AUBURN – Deliveries stopped last month. The store that once sold 5,000 bottles of hard liquor a week was nearly empty. Denise Burke fielded requests on the last day of business, poking into boxes of odd stock in the back room.

An older man with a $20 bill folded in his hand walked in around 11 a.m. looking for a gallon of Canadian whiskey. She had liters, nothing bigger. “Oh, to hell with it,” he said and stalked out.

The State Liquor Store, a staple in the Shaw’s Plaza, closed Thursday, part of a move to get state government out of the liquor business. Eight remaining stores will close by November, according to Pamela Coutts, acting director at the Bureau of Alcoholic Beverages.

Stores are closing as workers find other jobs with the state, she said.

The manager here found a job with Maine Revenue Services. Burke said she’ll move to Brunswick, to work at that State Liquor Store until it’s out of business. She’s been with the system for 16 years.

This location sold between 5,000 and 6,000 bottles a week, she said. “A lot of people are asking where they’re going to get their liquor now.”

She’s also heard people complain that they don’t like walking through the agency stores licensed to sell liquor. In bigger stores they have to wait in line. Here, they were right in and right out.

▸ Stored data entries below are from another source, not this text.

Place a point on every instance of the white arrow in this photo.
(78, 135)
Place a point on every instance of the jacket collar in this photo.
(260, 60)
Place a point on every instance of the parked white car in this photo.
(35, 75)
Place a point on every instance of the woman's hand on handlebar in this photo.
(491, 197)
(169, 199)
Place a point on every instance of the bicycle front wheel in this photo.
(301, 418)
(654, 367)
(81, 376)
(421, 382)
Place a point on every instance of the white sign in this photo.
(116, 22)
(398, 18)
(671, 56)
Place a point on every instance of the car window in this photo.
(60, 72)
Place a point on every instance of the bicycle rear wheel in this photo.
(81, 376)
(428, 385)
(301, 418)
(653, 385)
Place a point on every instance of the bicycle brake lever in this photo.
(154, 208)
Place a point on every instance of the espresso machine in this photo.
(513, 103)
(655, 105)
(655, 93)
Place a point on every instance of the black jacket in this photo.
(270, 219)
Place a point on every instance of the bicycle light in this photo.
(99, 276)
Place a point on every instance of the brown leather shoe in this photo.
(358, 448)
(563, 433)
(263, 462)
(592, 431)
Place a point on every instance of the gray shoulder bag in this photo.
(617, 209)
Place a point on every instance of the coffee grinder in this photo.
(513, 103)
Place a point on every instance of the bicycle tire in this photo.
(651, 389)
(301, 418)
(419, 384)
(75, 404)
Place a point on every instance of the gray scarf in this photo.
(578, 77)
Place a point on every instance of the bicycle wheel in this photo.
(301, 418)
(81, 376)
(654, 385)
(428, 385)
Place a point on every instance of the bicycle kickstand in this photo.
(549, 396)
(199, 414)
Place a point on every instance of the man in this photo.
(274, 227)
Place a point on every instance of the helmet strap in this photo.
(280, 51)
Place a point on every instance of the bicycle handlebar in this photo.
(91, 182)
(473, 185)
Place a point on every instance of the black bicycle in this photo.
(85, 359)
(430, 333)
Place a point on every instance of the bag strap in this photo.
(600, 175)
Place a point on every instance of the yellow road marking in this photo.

Consumer variety could also take a hit with the state store closures.

Agency stores are required to have a minimum of 100 different coded products on the shelf. (That’s not the same as brands; one brand could have several sizes and therefore several codes.)

But the State Liquor Store here stocked 1,200 codes. A spokeswoman for Hannaford, the state’s largest grocery chain, said it keeps about 480 in most stores.

Coutts said she isn’t too worried. “I think many of the agency stores carry the most popular brands.”

Over five years, liquor sales in Maine have slowly increased, as has consumption. It’s been the state’s marketing strategy to increase the dollar amount sold by encouraging people to trade up to premium products versus consuming more liquor, she said.

As business wound down in Auburn, there was no sales blowout. Maine is one of 19 jurisdictions that regulates the sale of liquor. Prices, even sales, have to be the same everywhere.

Burke started Thursday with 350 bottles left. The last few weeks have pushed slow-moving brands, like Mr. Boston whiskey, she said. Fourteen bottles had sat on the shelf for a year. Now, there were three left as Mr. Boston became the whisky of last resort.

A spokesman for Shaw’s, which owns the plaza at 600 Center St., did not return calls asking what, if any, tenant is lined up for the now-vacant storefront sandwiched between Key Bank and Gregory’s hair, nail and day spa.

In February, when Gov. John Baldacci proposed closing the last of the state liquor stores for budget reasons, he wrote in an address to lawmakers: “The private sector has proven it can run Maine’s liquor business with the same scrutiny and greater efficiency and the state simply no longer needs to engage in this business.”